Grief Counseling

Grief counseling services could help you in hardest times because the grieving process is not same for everyone. The pain of losing a loved one could be intense and mourning period is bound to be stressful. You need to go back to your normal life and daily routine – and deal with the deep void that’s left after your loved one had passed.  Grief includes all range of different feelings – from deep sadness to anger to crippling depression. The grieving process takes place even before you lost your loved one. You are perfectly aware what is going to happen but you can’t fight the inevitability of the terminal illness

Bereavement, on the other hand, refers particularly to deal with the loss of the loved one and process of mourning. In our bereavement, we experience different stages with different intensity levels. Both of these are extremely hard to handle but with the right support for your spiritual needs you will start to feel less alone and disconnected from the rest of the world. Letting go is never easy and we know that every case is different and unique. We understand your needs and because of that we prefer interdisciplinary approach – we combine spiritual support with the education of healthy grieving. It will take a lot of time but we will guide you through all the stages until you find your inner peace and balance again.

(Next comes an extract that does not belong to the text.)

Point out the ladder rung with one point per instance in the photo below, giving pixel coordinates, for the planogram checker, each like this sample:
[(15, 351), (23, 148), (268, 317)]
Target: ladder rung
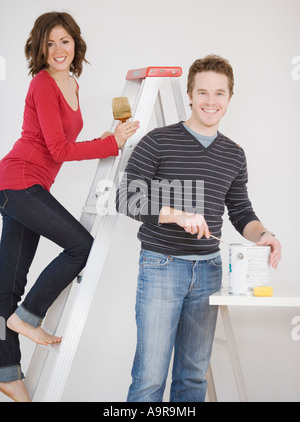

Our grief counseling includes:

The program includes the following services:

  • Counseling about what to expect when dealing with the loss of a loved one
  • Support group meetings
  • Memorial Service
  • Periodic visits and/or phone calls from the bereavement coordinator and chaplains
  • Referral information for other counseling sources

Common responses to the death of a loved one include:

  •  Numbness and shock.
  •  A feeling of tightness in the throat or heaviness in the chest.
  •  Restlessness, with a tendency to wander around the house or familiar places.
  •  Crying easily, unexpectedly and intensely.
  •  Loss of appetite and a hollow feeling.
  •  Denial – an inability to accept the reality of the loss.
  •  Low energy level and difficulty in concentrating.
  •  Loss of interest in social activities or work.
  •  A fear that one is experiencing a mental illness.
  •  An increased number of some minor illnesses such as colds and the flu.

Bereavement counseling which includes emotional, psychosocial, and spiritual support and services are provided before and after the death of the patient to assist with issues related to grief, loss, and adjustment. It is often important to hospice patients to know that their family and friends will be cared for in the emotional time just after death.